在模型搭建过程中,文本经过词嵌入层获得每个词的embedding维度,即[bacth_size,seq_length,embedding_dim],如果要想像图像一样在两个维度上进行卷积操作,我们需要对维度进行转换,即再增加一维。这里,我们只使用一维卷积,然后使用最大池化,获取全局最大的特征。

模型训练

# Parameters
# ==================================================
def preprocess():
    # Data Preparation
    # ==================================================
		‘’‘
    # Load data
    print("Loading data...")
    x_text, y = data_helpers.load_data_and_labels(FLAGS.positive_data_file, FLAGS.negative_data_file)
   
  
def train(x_train, y_train, vocab_processor, x_dev, y_dev,pre_weights):
    # 训练
    # ==================================================
    with tf.Graph().as_default():
        session_conf = tf.ConfigProto(
          allow_soft_placement=FLAGS.allow_soft_placement,
          log_device_placement=FLAGS.log_device_placement)
        sess = tf.Session(config=session_conf)
        with sess.as_default():
            cnn = TextCNN(
              embeddings = pre_weights,
                sequence_length=x_train.shape[1],
                num_classes=y_train.shape[1],
                vocab_size=len(vocab_processor.vocabulary_),
                embedding_size=FLAGS.embedding_dim,
                filter_sizes=list(map(int, FLAGS.filter_sizes.split(","))),
                num_filters=FLAGS.num_filters,
                l2_reg_lambda=FLAGS.l2_reg_lambda)

            # 训练步数
            global_step = tf.Variable(0, name="global_step", trainable=False)
            optimizer = tf.train.AdamOptimizer(1e-3)
            grads_and_vars = optimizer.compute_gradients(cnn.loss)
            train_op = optimizer.apply_gradients(grads_and_vars, global_step=global_step)

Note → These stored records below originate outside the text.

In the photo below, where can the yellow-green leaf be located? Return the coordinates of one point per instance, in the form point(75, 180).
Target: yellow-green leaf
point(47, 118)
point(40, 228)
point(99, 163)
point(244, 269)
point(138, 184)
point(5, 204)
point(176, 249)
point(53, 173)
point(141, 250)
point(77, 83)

            # Keep track of gradient values and sparsity (optional)
            grad_summaries = []
            for g, v in grads_and_vars:
                if g is not None:
                    grad_hist_summary = tf.summary.histogram("{}/grad/hist".format(v.name), g)
                    sparsity_summary = tf.summary.scalar("{}/grad/sparsity".format(v.name), tf.nn.zero_fraction(g))
                    grad_summaries.append(grad_hist_summary)
                    grad_summaries.append(sparsity_summary)
            grad_summaries_merged = tf.summary.merge(grad_summaries)

            # 模型的保存目录
            timestamp = str(int(time.time()))
            out_dir = os.path.abspath(os.path.join(os.path.curdir, "runs", timestamp))
            print("Writing to {}\n".format(out_dir))

            # 损失和准确率的标量
            loss_summary = tf.summary.scalar("loss", cnn.loss)
            acc_summary = tf.summary.scalar("accuracy", cnn.accuracy)

            # Train Summaries
            train_summary_op = tf.summary.merge([loss_summary, acc_summary, grad_summaries_merged])
            train_summary_dir = os.path.join(out_dir, "summaries", "train")
            train_summary_writer = tf.summary.FileWriter(train_summary_dir, sess.graph)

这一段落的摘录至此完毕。